It’s the Outer Banks, not outer space. Sure the charm of the slender slice of sand sticking in the sea off of North Carolina’s Atlantic shore is its’ remote location, but that doesn’t mean it takes a spaceship to get there. A 90-minute drive south from the Norfolk airport in Virginia puts you in Kitty Hawk, NC, where the Wright Brothers historic first flight lasted 13 seconds. The National Monument there is well worth the visit. For an eight-dollar fee you can visit a flight museum, climb to a scenic peak, see replica aircraft, and stand on the very spot from which Orville and Wilbur’s experiment, minus any flight attendants, first class seats, or an in-flight entertainment system, soared. If you’re so inspired, you can even try it yourself. Kitty Hawk Kites, operating from Jockey’s Ridge State Park dunes just to the south, can send you on a 20-second, low-flying guided hang glide experience at 15-feet altitude after a one-hour lesson for about $100 (www.KittyHawkKites.com).

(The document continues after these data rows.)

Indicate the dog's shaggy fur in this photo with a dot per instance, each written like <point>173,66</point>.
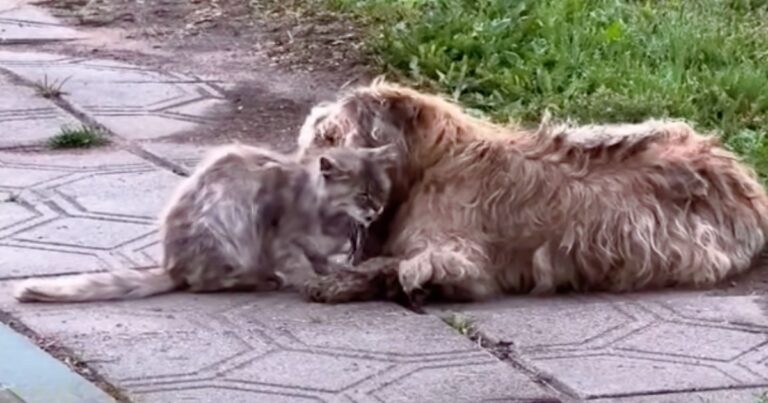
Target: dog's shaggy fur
<point>486,209</point>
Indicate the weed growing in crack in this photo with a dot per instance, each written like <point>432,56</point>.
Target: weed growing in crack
<point>50,89</point>
<point>82,136</point>
<point>461,323</point>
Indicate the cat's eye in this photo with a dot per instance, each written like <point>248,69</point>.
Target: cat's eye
<point>362,198</point>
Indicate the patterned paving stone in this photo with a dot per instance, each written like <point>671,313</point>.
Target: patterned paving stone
<point>186,155</point>
<point>79,211</point>
<point>133,194</point>
<point>243,346</point>
<point>133,102</point>
<point>26,118</point>
<point>20,22</point>
<point>642,344</point>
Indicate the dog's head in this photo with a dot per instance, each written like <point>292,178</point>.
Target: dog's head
<point>371,116</point>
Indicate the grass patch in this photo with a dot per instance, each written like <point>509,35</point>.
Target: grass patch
<point>461,323</point>
<point>50,89</point>
<point>591,61</point>
<point>82,136</point>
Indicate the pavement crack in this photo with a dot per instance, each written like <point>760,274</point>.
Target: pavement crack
<point>64,355</point>
<point>505,352</point>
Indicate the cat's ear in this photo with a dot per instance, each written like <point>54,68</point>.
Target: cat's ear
<point>328,167</point>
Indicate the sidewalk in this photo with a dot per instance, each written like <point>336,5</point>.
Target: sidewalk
<point>88,210</point>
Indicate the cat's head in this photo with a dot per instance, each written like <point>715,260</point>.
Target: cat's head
<point>356,181</point>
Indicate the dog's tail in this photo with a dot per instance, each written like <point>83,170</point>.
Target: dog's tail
<point>119,284</point>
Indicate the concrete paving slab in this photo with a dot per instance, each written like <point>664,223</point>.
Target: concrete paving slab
<point>261,347</point>
<point>22,23</point>
<point>614,346</point>
<point>30,375</point>
<point>186,155</point>
<point>26,118</point>
<point>79,211</point>
<point>133,102</point>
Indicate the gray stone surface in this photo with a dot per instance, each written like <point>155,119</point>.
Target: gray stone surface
<point>79,211</point>
<point>83,211</point>
<point>133,102</point>
<point>26,118</point>
<point>610,346</point>
<point>186,155</point>
<point>254,347</point>
<point>23,23</point>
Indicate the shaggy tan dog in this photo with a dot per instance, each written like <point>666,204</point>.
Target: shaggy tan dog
<point>487,209</point>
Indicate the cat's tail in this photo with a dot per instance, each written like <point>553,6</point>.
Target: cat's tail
<point>112,285</point>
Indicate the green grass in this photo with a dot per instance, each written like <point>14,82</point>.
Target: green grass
<point>461,323</point>
<point>82,136</point>
<point>589,60</point>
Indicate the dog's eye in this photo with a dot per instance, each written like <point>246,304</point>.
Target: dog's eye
<point>329,137</point>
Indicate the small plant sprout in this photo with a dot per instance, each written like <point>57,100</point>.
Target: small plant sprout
<point>82,136</point>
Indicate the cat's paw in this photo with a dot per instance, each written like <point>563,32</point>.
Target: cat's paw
<point>320,289</point>
<point>342,286</point>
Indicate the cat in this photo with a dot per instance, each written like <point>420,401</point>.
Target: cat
<point>249,219</point>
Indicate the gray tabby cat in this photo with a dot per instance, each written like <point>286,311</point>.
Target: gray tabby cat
<point>248,219</point>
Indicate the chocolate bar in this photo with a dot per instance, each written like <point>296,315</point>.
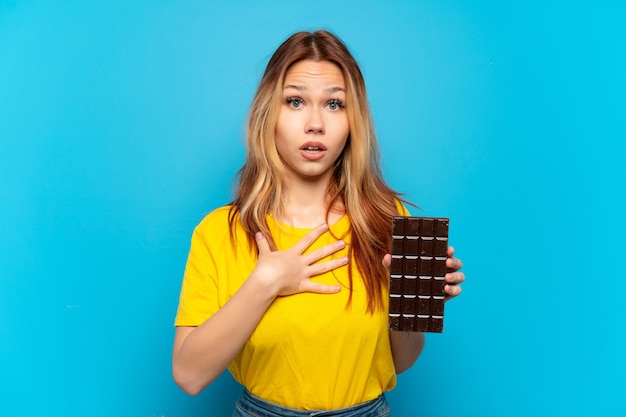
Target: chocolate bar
<point>418,268</point>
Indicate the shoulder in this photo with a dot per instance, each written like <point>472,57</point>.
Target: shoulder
<point>216,223</point>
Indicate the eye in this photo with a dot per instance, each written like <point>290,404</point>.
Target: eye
<point>295,102</point>
<point>335,105</point>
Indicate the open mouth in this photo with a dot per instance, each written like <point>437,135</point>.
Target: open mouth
<point>313,147</point>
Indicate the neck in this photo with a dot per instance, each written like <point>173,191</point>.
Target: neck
<point>306,203</point>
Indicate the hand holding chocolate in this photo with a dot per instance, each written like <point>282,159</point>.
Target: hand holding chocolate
<point>418,269</point>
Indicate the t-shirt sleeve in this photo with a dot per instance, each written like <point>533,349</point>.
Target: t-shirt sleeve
<point>199,293</point>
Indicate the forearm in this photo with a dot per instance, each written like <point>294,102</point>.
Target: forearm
<point>405,349</point>
<point>201,354</point>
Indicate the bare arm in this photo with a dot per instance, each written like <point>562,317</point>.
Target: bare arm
<point>407,346</point>
<point>202,353</point>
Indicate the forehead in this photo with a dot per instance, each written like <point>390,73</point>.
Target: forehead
<point>310,72</point>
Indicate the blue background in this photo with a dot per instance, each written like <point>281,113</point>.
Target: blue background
<point>121,127</point>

Neighboring Kill Devils Hills was recently seen on national television welcoming another airborne visitor – Hurricane Irene. While windblown news reporters were breathlessly talking about the wind while standing in the sloshing surf, the NBC Today Show’s weatherman Al Roker sought high ground between takes in the swell Sanderling Resort and Spa (www.TheSanderling.com). The Sanderling’s guestrooms and stylish, four-bedroom rental homes are both seaside and sound-side because the piece of land on which they exist, just outside Duck, NC, is so narrow that both the ocean and the massive Currituck Sound are steps away. Spa treatments can be performed alongside the lapping waves or in treatment rooms with windows overlooking the water. Uniquely suited for weddings, Sanderling swooners can get married on the Atlantic beach and then have a sunset reception on the sound. Then…right upstairs to let the honeymoon begin in luxury!
The sound is a playground for fishermen, boaters, kayakers, and even golfers, too, since both Currituck Club and Nag’s Head Golf Links play alongside it. Kilmarlic Golf Club, over the Wright Brothers Bridge on the mainland side of the sound, has hosted the North Carolina Open. (www.PlayOBXGolf.com)
Low-density rentals and an absence of high-rise hotels keep the 60-mile strand of beach and shore stretching across Currituck and Dare Counties natural and scenic. The most convenient way to be in the heart of nature is by taking a two-hour “Wild Horse Tour” adventure via Beach Jeeps of Corolla (SeeCorollaWildHorses.com). Highway 12 actually turns into a surfside, unpaved road, which allows you to follow the lead vehicle and drive a rented jeep in a convoy to Carova, a beach rental home community at the Virginia accessible only by sand streets. The homes, overlooking the shipwreck-strewn “Graveyard of the Atlantic,” share 7,500 pristine acres of dunes with not only memories of Blackbeard the pirate, but also 140 roaming wild Spanish mustangs, descendants of the horses brought from Europe centuries ago. You may rent a home or drive your own vehicle independently for a day at the beach provided it is four-wheel, not just front-wheel drive (www.ComeToOurBeach.com).
Casual dining in unique and colorful eateries such as Barefoot Bernies, Sugar Creek Seafood, and Currituck Barbeque Company offer a relief from the routine of chain restaurants, which are virtually and blissfully non-existent in the Outer Banks.